Project Layout and Discovery
This page explains how tapik finds endpoint contracts and where generated files end up.
If generation does not behave the way you expect, this is usually the first page to check.
tapik scans compiled classes, not source files
The generation flow starts from compiled output under the module’s main classes directory.
That has two important consequences:
-
the relevant code has to compile first,
-
discovery behavior follows the compiled class layout, not just the source tree.
The Gradle plugin wires tapikGenerate to the classes task so the usual workflow stays straightforward.
Discovery starts from basePackage
The Gradle extension points tapik at one base package:
tapik {
basePackage("com.acme.catalog")
}
tapik then scans compiled classes under that package and looks for concrete types assignable to API.
If the configured base package is too narrow, endpoints outside it will not be discovered.
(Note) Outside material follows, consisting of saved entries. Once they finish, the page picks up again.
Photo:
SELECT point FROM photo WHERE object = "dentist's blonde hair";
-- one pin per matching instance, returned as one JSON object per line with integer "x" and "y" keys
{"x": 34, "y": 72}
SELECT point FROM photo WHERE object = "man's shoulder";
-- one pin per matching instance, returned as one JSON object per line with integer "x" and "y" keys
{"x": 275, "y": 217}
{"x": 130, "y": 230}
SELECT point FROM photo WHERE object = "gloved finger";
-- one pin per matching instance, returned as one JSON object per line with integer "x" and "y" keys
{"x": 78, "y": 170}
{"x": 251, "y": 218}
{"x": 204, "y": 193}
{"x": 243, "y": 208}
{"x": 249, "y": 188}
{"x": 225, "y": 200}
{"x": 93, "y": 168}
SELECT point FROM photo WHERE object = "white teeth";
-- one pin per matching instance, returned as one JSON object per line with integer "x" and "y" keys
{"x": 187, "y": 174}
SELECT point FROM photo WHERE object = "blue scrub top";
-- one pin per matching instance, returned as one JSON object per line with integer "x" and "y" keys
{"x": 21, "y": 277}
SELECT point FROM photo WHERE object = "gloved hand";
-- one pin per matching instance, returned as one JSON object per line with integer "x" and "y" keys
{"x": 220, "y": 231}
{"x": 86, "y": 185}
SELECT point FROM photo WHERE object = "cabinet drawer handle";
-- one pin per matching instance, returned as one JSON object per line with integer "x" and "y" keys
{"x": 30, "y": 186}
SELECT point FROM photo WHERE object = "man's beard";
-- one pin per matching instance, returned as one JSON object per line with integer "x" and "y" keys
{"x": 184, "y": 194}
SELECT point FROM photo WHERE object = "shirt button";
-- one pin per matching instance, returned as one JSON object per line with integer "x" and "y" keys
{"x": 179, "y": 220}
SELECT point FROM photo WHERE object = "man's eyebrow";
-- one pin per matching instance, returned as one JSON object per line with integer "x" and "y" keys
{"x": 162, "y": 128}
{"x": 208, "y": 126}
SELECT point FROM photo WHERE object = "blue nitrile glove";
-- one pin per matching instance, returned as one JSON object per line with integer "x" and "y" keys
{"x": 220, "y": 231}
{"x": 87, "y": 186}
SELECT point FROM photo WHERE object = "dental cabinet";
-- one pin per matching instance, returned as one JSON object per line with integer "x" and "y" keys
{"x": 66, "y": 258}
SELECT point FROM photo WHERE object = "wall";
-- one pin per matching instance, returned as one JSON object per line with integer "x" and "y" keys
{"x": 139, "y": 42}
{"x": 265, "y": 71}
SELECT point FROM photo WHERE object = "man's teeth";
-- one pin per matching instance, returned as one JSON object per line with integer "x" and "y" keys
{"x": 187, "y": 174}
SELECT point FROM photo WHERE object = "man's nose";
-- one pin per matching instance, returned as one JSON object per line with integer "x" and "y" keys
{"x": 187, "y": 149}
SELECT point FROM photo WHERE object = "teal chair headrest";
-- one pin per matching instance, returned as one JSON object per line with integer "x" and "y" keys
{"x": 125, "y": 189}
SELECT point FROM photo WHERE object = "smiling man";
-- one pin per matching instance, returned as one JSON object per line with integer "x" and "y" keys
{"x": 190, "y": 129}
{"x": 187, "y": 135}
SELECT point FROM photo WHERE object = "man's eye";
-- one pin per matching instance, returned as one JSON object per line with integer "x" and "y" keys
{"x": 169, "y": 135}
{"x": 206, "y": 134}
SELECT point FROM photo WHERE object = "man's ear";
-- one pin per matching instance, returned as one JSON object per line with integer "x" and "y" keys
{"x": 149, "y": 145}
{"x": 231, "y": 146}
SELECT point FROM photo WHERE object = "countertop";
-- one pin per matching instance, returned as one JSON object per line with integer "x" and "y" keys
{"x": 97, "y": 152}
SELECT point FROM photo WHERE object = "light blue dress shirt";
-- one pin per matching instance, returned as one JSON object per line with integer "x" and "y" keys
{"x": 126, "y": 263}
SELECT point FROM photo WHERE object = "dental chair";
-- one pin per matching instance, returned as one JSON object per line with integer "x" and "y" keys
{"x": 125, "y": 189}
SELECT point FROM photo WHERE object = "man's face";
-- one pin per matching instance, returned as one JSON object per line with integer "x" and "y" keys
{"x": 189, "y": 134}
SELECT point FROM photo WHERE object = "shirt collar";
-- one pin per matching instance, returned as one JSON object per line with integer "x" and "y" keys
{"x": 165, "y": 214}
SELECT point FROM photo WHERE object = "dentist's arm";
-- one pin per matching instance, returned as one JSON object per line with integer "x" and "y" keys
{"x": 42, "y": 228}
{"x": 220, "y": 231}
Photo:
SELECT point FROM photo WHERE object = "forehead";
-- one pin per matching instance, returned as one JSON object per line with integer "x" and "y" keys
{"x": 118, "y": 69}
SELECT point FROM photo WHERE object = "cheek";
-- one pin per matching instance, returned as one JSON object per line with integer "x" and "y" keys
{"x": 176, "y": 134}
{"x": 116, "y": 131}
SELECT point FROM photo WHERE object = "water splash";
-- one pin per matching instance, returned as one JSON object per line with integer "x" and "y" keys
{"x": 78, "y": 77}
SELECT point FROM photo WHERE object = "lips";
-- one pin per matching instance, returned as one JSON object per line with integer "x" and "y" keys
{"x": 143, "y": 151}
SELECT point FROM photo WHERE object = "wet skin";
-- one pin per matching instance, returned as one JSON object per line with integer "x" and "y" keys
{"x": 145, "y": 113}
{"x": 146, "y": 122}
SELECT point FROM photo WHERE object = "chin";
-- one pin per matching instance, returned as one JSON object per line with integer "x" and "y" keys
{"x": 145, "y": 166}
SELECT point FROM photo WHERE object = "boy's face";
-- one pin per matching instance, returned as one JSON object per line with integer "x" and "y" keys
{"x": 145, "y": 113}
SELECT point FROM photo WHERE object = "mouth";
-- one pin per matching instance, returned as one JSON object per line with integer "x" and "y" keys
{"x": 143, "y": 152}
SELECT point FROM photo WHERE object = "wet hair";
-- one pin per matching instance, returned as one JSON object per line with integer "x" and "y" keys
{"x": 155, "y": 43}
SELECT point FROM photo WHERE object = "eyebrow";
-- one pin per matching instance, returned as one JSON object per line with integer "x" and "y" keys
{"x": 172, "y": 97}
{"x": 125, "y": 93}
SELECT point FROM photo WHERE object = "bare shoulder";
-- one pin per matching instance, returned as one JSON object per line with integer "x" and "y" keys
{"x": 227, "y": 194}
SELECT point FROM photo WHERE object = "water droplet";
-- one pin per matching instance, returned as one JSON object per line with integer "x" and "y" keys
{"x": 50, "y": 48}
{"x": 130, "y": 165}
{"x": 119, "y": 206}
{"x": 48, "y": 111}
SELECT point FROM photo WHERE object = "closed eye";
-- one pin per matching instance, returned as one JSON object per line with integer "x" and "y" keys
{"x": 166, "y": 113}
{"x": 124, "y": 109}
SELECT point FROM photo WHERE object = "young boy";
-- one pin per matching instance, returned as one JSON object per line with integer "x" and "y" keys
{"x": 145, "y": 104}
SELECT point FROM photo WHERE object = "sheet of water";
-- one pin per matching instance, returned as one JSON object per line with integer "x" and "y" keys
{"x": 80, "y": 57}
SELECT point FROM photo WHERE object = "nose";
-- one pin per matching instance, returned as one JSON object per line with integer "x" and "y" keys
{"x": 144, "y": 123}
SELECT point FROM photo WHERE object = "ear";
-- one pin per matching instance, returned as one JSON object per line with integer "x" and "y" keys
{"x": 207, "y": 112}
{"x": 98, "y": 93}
If it is too broad, tapik will still only keep types that match the API contract.
What counts as a discoverable API
In practice, the safest pattern is:
-
concrete class or object,
-
implements
API, -
under the configured base package,
-
exposes properties or methods that produce
HttpEndpointvalues.
The delegated endpoint property form is the common case, but discovery also works from endpoint-returning members more generally.
Nested API types are discovered separately
If you have multiple API implementors under the scanned package, tapik treats them as separate discovery targets.
That is useful when you want separate generated surfaces. It also means tapik does not automatically merge nested API types into one logical contract unless your source organization already does that.
Where generated files go
The Gradle plugin uses two output locations:
-
build/generated/sources/tapik/main/kotlinfor generated Kotlin source, -
build/generatedfor non-source outputs such asAPI.mdandtapik-endpoints.txt.
Generated Kotlin sources are added to the main source set automatically.
By default, generated Kotlin types are written under a generated package segment relative to the source package.
Why this layout matters
Today this workflow is exposed through the Gradle plugin.
The shared generation engine is already separated from Gradle-specific wiring, which keeps the build integration boundary clear and avoids coupling discovery to one build tool’s task model.